Me resultaba difícil de creer lo que Yolanda me contó. Había sido una muchacha buena, y no se merecía lo que le habían hecho. Finalmente le pregunté por el desenlace de aquel relato de horror que me estaba contando.

-Ahí mismo me hicieron un legrado. Semanas después me dieron de alta. El resto de la historia ya la sabes; me convertí en una mujer amargada y sola, a la que te encuentras en la calle cuando sales por cigarros- dijo Yolanda, y emprendió su camino, sin despedirse.

Tomado de la Sección Mujer de La Gaceta de Chicoloapan
 

Relatos desde Regina



El 4° Piso

Por Roxana Martínez Huerta


En el invierno de 1995 fuimos de vacaciones al puerto de Acapulco. Nos hospedamos en el Aristos Mayestic, un hotel moderno de 150 habitaciones y 20 búngalos, con alberca, discotheque, bar, playa privada, restaurante, lavandería y, en cada piso, cómodas salitas de estar. La construcción semejaba un barco y se podía ver la bahía desde todas las habitaciones; las nuestras estaban en el tercer piso.

Pasábamos las mañanas en la playa y por la tarde regresábamos al hotel a refrescarnos, tomar un baño para después salir a comer y dar una vuelta por la costera. 

Una de esas tardes, estábamos ya en la calle cuando mi marido se dio cuenta que había olvidado la cámara fotográfica en la habitación. Para evitar subir toda la familia, yo me ofrecí para ir a buscarla, mientras ellos sacaban el coche del estacionamiento. 

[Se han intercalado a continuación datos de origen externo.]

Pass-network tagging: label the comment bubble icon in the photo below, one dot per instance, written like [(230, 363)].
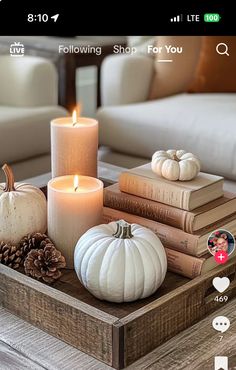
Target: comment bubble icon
[(221, 323)]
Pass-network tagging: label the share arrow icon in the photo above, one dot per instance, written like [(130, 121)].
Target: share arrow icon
[(55, 17)]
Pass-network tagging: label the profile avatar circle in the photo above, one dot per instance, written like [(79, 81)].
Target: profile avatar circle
[(221, 241)]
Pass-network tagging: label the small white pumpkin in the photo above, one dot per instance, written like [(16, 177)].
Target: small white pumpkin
[(120, 262), (23, 209), (175, 165)]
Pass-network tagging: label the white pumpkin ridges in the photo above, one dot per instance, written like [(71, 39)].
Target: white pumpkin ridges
[(154, 242), (91, 276), (112, 271), (175, 165), (22, 212), (152, 268), (133, 284)]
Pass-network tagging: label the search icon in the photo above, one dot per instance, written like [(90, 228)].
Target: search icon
[(222, 49)]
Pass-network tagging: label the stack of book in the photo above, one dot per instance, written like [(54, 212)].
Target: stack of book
[(182, 214)]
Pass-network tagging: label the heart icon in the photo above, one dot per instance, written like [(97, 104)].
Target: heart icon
[(221, 284)]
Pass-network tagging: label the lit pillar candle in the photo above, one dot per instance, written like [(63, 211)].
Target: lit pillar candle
[(75, 205), (74, 146)]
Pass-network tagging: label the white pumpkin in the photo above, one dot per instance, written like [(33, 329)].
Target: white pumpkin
[(175, 165), (23, 209), (120, 262)]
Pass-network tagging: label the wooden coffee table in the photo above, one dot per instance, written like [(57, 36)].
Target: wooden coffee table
[(23, 346)]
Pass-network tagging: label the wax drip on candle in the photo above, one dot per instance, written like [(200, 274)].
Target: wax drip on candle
[(76, 114), (76, 182)]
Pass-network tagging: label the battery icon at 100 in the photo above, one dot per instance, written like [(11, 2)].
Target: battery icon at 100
[(212, 17)]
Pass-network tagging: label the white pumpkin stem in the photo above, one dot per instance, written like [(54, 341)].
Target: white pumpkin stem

Entré al elevador y marqué el piso 3. Al abrirse la puerta no reconocí el piso. Pensé que quizá me había bajado uno antes, pero el botón marcaba en rojo el piso 4. Apreté el botón para cerrar pero la puerta permaneció inmóvil. Salí del elevador y fui a buscar la escalera. Todo el piso era diferente al resto del edificio. Donde se suponía que estaría la escalera, había un gran espejo empotrado. Los muebles, la sala de estar y toda la decoración eran de la época de los años cuarenta. No había plafones como en los demás techos y en lugar de las lámparas de neón como las del resto del hotel, colgaban unos candelabros. Los huéspedes que descansaban en los sillones, vestían ropa completamente pasada de moda, los peinados del las mujeres eran altos y elegantes, pero no para el clima del puerto. Me quedé parada en medio del corredor. Una pareja de ancianos me saludó con una sonrisa. A pesar de mi prisa y mi descontrol percibí un ambiente agradable y apacible. Se escuchaba música de piano, tintineos de copas y el sonido de los ventiladores; que, por cierto, no había en ningún otro sitio del hotel, pues el sistema en todo el edificio era de aire acondicionado y extractores. Un mozo, al verme perdida, me señaló la escalera con la mirada.

Salí de ahí. Pero en lugar de subir, bajé, pues para mi sorpresa, no había más pisos arriba. No entendía que pasaba. Logré llegar a mi habitación, tomar la cámara y bajar al lobby. Allí encontré a la animadora del hotel, a quien le tenía más confianza que al resto del personal. Le conté lo sucedido y, en lugar de reírse de mí, se quedó muy seria. Luego me dijo que yo era la segunda persona, desde que ella trabajaba ahí, a quien le había pasado lo mismo. Una turista canadiense vivió la misma experiencia el año anterior. Lo preocupante era que esos extraños sucesos tuvieron lugar en el cuarto piso, en un hotel que sólo tenía tres, y que fue construido a finales de los años 80. 

Salí del hotel muy confundida, pero no lo volví a contar a nadie. Sabía que mi familia no me creería. Aquella hermosa tarde, disfrutamos, en silencio, la maravillosa puesta del sol desde “La Quebrada”.